This invention relates generally to speech and more particularly to speech recognition, compression, and transmission.
It has long been recognized that analog speech signals contain numerous redundant sounds so as to make such signals not suitable for efficient data transmission. In a direct human interaction situation this inefficiency is tolerable. The technical requirements to cope with inefficient speech transmission though become infeasible due to cost, time, and the increased memory storage which is rendered necessary because of the inefficiency.
A need exists for a system which can take an analog speech signal and translate it into a digital form which is reconstructable after transmission or storage. This type of device is generally referred to as a "vocoder".

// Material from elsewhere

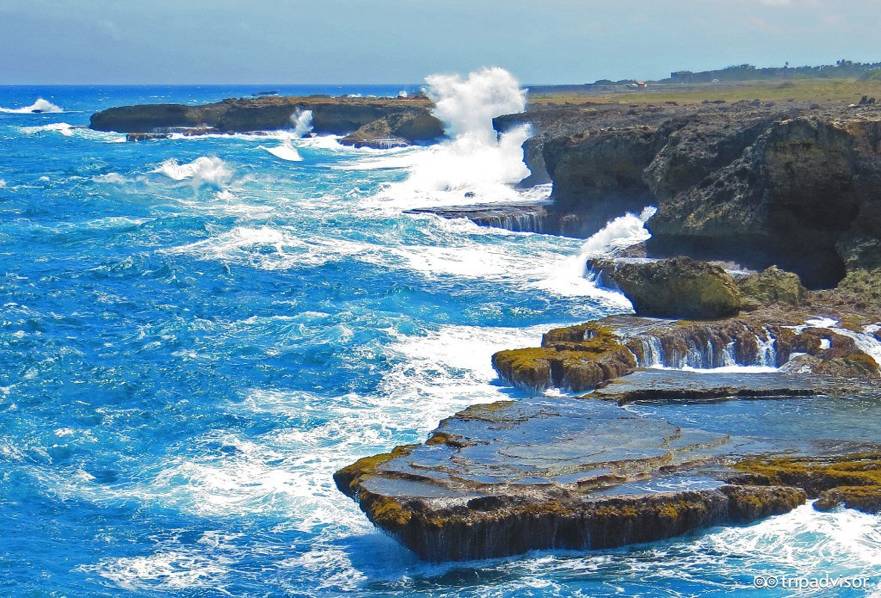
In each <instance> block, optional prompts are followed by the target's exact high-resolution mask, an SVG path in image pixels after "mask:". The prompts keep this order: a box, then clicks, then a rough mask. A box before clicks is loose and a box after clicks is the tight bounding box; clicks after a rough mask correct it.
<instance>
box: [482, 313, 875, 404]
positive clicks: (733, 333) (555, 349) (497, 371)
mask: <svg viewBox="0 0 881 598" xmlns="http://www.w3.org/2000/svg"><path fill="white" fill-rule="evenodd" d="M809 313H810V312H802V311H799V310H788V311H783V310H779V309H767V310H763V311H754V312H750V313H747V314H742V315H740V316H737V317H733V318H727V319H722V320H707V321H687V320H681V321H675V320H659V319H651V318H641V317H636V316H608V317H606V318H603V319H601V320H597V321H595V322H587V323H585V324H579V325H576V326H568V327H565V328H557V329H554V330H550V331H548V332H547V333H545V334H544V336H543V337H542V343H541V346H540V347H528V348H523V349H509V350H505V351H500V352H498V353H496V354H495V355H493V358H492V361H493V367H494V368H495V369H496V371H497V372H498V374H499V376H500V377H501V378H502V379H503V380H506V381H507V382H509V383H510V384H513V385H514V386H517V387H519V388H522V389H526V390H532V391H536V392H540V391H542V390H544V389H546V388H551V387H558V388H563V389H566V390H571V391H576V392H579V391H584V390H590V389H593V388H596V387H598V386H601V385H603V384H604V383H605V382H607V381H609V380H612V379H615V378H618V377H620V376H623V375H626V374H629V373H631V372H633V371H634V370H635V369H636V368H637V367H658V366H661V367H672V368H684V367H690V368H698V369H709V368H719V367H728V366H736V365H741V366H764V367H781V366H782V367H783V368H784V369H786V370H788V371H791V372H799V373H800V374H805V373H807V372H812V373H814V374H817V375H822V376H824V377H830V378H835V379H855V380H859V381H868V380H875V379H877V378H879V376H881V372H879V366H878V362H877V361H876V360H875V358H874V357H872V356H871V355H870V354H869V353H867V352H866V350H864V349H863V348H860V346H859V344H862V345H863V346H864V347H865V348H866V349H867V350H868V347H867V346H866V343H871V342H872V341H871V339H870V338H869V335H868V334H867V333H865V332H860V333H857V332H853V331H849V330H845V329H839V328H834V327H833V328H826V327H817V326H809V325H806V324H804V322H805V321H806V320H809V318H810V315H809ZM818 323H820V322H818ZM858 342H859V344H858Z"/></svg>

A vocoder was discussed by Richard Schwartz et al in his paper entitled "A Preliminary Design of a Phonetic Vocoder Based on a Diphone Model" published in the IEEE International Conference on Acoustics, Speech and Signal Processing (ICASSP 80) proceedings of Apr. 9, 10, 11, 1980 in Denver, Colo. (ICASSP 80 vol. 1, pg. 32-35). The diphone model of Schwartz et al entails a phonetic vocoder operation at 100 b/s. With each phoneme of the speech, the vocoder generates a duration and single pitch value. An inventory of diphone templates is used to synthesize the phoneme string. Additionally the diphone templates are utilized to initially establish which phonemes are being transmitted in the analog speech. A diphone exists from the middle of one phoneme to the middle of the next phoneme. Due to the structure and stringing ability of a diphone, it is highly cumbersome in use and is generally ineffective in speech synthesis.
Diphone synthesis requires the use of an elaborate acoustic-to-phonetic rule algorithm so as to create intelligible speech. This extensive acoustic -to-phonetic rule algorithm requires a great deal of time and hardware to be effective.

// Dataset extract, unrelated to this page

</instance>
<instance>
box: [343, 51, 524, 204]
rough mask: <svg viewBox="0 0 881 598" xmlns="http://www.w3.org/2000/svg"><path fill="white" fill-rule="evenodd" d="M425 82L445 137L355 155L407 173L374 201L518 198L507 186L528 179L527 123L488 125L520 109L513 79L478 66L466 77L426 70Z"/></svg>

Intrinsic to the recognition of an analog speech is the use of a methodology which breaks the analog speech into its component parts which may be compared to some library for identification. Numerous methods and apparatuses have evolved so as to approximate the human speech and to model it. These modeling techniques include the voder, linear predictive filters, and other devices.
One such method of analyzing the analog speech was discussed by James L Flanagan in the article "Automatic Extraction of Format Frequencies from Continuous Speech" first printed in J. Acoust. Soc. Am., Vol. 28, pp. 110-118, January 1956, incorporated hereinto by reference.

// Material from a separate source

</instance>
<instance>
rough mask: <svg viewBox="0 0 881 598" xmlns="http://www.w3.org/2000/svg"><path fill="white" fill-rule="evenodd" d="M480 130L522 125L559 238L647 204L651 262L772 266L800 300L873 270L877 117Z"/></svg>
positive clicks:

In the article, Flanagan discusses two electronic devices which automatically extract the first three formant frequencies from continuous speech. These devices yield continuous DC output voltages whose magnitudes as functions of time represent the formant frequencies of the speech. Although the formant frequencies are in an analog form, use of an analog-digital (AD) converter readily transforms these formant frequencies into digital form which is more suitable for use in an electronic environment.
Another method was discussed by H. K. Dunn in his article "Methods of Measuring, Vowel Formant Bandwidths" J. Acoust. Soc. Am., Vol. 33, pp. 1737-1746, December 1961, incorporated hereinto by reference. In the article, Dunn discloses the use of spectrums of real speech and the use of an artificial larynx in an application to real subjects.
It is clear therefore that an efficient methodology and apparatus for transformation of an analog speech signal to a approximating digital form does not exist. The mere recognition of formants or the use of diphones in the synthesis of the perceived speech is inaccurate and does not allow for quality recordation and transmission of data representation of the original speech signal.